Thursday, July 1, 2010
The Stalker
Saturday, February 20. Nothing… no new emails from Mr. Wonderful. I went on with my activities. I was able to completely forget about it. That night I went out with friends. It was still early when I got back home. Before going to bed I went to see if I had received an email. I thought that he may have read the email, and he hadn’t had the time to write back. All that sounded great in my head until I tried to look at his profile one more time and I was denied access. WHAT?! DENIED? Who does he think he is? Why would he block me? Then I remember that I look at his profile like a thousand times… and he knew it… somehow. OMG! He thinks I’m a crazy stalker. I was so embarrassed and upset. I was rejected. I figured out how to block someone from accessing my profile and I blocked Mr. Wonderful. How does it feel now? Hum! I abruptly closed my computer as it was the computer's fault I was blocked. I put it aside and walked to the kitchen to get a glass of water. I was not only upset with Mr. Wonderful for blocking me, but also upset with myself for being so silly. Why did I have to access his profile so many times?
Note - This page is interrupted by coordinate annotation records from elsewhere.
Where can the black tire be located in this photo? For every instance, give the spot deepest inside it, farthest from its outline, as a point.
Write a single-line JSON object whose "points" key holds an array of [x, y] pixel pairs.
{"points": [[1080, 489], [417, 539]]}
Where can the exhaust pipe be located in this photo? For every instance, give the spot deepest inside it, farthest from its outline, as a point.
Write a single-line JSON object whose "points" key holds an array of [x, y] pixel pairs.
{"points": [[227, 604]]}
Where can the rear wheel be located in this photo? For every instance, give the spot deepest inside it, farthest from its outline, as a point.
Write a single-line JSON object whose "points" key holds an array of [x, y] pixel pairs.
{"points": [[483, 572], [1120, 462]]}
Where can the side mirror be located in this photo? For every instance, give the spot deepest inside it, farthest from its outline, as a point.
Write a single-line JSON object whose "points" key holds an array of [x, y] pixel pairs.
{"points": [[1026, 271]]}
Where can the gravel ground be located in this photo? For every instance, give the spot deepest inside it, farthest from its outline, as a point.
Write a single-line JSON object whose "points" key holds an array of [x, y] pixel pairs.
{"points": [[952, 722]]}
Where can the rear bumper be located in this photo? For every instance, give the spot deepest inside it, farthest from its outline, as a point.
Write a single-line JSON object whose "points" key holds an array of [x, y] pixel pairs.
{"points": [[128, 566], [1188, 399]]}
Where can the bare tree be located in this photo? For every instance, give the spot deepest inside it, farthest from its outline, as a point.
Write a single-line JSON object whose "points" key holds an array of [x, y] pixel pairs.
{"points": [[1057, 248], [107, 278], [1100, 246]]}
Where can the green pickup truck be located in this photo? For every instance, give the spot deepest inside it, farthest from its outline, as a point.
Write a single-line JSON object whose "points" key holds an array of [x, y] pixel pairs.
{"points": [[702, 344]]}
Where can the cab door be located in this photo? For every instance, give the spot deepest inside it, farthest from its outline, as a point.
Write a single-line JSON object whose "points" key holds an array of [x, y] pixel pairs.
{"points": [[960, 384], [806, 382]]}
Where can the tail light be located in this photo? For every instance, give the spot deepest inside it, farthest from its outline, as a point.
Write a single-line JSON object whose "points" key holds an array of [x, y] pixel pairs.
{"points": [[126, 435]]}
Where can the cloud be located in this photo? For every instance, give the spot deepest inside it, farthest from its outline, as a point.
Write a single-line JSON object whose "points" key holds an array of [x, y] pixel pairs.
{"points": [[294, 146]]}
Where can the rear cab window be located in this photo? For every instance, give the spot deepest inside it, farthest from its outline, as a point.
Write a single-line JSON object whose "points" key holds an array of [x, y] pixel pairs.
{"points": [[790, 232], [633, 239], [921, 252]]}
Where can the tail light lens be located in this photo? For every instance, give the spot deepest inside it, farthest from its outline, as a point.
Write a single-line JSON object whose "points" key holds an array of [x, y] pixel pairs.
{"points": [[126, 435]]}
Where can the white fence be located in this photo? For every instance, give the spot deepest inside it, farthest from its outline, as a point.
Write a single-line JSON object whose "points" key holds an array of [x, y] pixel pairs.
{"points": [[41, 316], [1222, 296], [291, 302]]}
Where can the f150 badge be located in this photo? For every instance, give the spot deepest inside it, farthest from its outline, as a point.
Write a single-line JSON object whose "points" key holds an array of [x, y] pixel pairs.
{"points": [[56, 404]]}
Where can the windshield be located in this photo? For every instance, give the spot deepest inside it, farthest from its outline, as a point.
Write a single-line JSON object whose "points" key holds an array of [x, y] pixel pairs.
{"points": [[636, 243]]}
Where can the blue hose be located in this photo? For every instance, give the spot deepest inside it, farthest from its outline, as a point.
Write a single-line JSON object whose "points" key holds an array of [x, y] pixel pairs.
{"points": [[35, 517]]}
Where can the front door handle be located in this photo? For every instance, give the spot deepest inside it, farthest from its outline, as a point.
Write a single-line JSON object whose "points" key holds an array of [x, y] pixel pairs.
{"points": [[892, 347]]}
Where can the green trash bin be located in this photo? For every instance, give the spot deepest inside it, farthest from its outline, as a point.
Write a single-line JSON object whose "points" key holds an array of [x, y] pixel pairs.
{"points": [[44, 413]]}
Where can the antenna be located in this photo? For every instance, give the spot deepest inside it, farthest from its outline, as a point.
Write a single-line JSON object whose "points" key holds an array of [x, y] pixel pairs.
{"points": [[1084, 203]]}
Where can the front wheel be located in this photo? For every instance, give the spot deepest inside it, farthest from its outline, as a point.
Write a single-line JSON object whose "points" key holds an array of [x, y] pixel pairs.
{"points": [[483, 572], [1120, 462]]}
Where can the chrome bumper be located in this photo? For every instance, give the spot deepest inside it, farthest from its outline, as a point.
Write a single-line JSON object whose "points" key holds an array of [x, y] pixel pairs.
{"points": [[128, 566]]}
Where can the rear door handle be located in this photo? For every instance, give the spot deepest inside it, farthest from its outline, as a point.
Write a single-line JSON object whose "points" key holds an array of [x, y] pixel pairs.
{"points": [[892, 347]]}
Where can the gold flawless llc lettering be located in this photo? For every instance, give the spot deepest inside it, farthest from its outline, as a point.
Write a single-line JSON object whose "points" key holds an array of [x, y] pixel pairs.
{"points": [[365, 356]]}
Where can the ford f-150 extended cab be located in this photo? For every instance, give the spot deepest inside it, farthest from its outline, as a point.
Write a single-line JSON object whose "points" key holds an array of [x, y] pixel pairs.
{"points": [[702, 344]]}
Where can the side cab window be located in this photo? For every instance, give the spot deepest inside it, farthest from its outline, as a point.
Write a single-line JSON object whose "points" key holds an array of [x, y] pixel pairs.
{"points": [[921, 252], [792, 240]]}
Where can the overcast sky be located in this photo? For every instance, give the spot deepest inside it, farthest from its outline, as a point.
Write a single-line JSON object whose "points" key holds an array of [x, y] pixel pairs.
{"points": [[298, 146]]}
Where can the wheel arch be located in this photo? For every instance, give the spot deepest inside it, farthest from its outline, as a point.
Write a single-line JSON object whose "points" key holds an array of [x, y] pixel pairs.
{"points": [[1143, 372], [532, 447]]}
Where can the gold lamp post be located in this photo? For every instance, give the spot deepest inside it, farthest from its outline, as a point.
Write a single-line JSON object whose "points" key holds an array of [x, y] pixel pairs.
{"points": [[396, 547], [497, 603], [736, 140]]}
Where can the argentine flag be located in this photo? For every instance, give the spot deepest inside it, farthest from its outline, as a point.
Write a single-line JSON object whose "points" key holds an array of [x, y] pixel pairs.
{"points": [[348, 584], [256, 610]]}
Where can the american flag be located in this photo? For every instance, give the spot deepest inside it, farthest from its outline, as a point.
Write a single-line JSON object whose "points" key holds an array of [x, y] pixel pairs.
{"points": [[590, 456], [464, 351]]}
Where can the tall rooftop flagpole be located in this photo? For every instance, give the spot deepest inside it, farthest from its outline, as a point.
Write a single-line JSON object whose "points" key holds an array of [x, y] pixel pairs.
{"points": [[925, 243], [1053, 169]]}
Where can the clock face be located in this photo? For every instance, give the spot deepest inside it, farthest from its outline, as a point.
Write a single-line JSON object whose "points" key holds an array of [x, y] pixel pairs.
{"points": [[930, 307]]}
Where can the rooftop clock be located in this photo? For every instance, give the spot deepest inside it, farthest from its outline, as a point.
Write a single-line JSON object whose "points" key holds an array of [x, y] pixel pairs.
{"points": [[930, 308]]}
Couldn’t I remember the information in it? I drank my water and walked back to my room. I wondered why didn’t he have the courtesy of writing an email and just say no thank you. At that moment I wanted to send a note to the entire online community asking to be considerate. Even the site has automatic polite rejection emails that can be sent to the people you are not interested in. Then I remembered that people will not always behave the way you expect them to. I only had control on what I do. I looked at the computer with a dilemma in my mind, should I or shouldn’t I? I SHOULD! I went back on the site and removed the block on Mr. Wonderful. I was not going to do to him what he did to me. I didn’t want him to experience what I just did. It didn’t matter that I thought he was never going to access my profile again. He blocked me, he was not interested. With a disappointed heart I closed my computer and went to bed.